15. His honour went on to state that failure to comply with the requirements of District Courts Act appeal provisions is fatal and renders the appeal non-existent. I adopt His Honour’s pronouncement as that is the position of the law on the issue.


16. Appellant cannot come to court and blame the District Court Clerical Staff of their inefficiency and the lack of assistance to file the relevant appeal documents. She was not happy with the decision. She had the right of appeal. Immediately when the decision was pronounced it was her duty to seek advice from the Clerks at the Registry of the process to follow in filing her appeal or alternatively seek legal aid from established law firms practicing in Kokopo or Rabaul or from the Public Solicitor’s Office. I am pretty sure someone in the legal fraternity would have assisted her.
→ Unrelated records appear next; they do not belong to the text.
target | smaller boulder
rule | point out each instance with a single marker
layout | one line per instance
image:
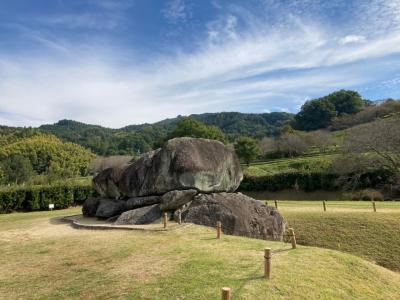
(176, 199)
(140, 216)
(108, 208)
(90, 206)
(137, 202)
(239, 214)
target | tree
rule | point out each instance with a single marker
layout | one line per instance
(371, 147)
(99, 164)
(247, 149)
(346, 102)
(380, 139)
(17, 169)
(190, 127)
(315, 114)
(292, 144)
(321, 139)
17. It is clear from all of the above discussion the appeal was filed in breach of the mandatory requirements of sections 220, 221 & 226 of District Courts Act. It would be an abuse of process for the court to deal with the appeal filed in breach of the appeal provisions in the District Courts Act. The appeal proceedings is therefore frivolous and cannot be sustained. Accordingly, motion seeking dismissal of the appellant’s appeal is upheld.


Orders:


  1. Appeal is dismissed.
  2. Judgment of Rabaul District Court delivered on 19 December 2017 to be enforced.
  3. Cost be in the cause.
  4. The time of entry of this order is abridged to the time of settlement by the Assistant Registrar, which shall take place forthwith.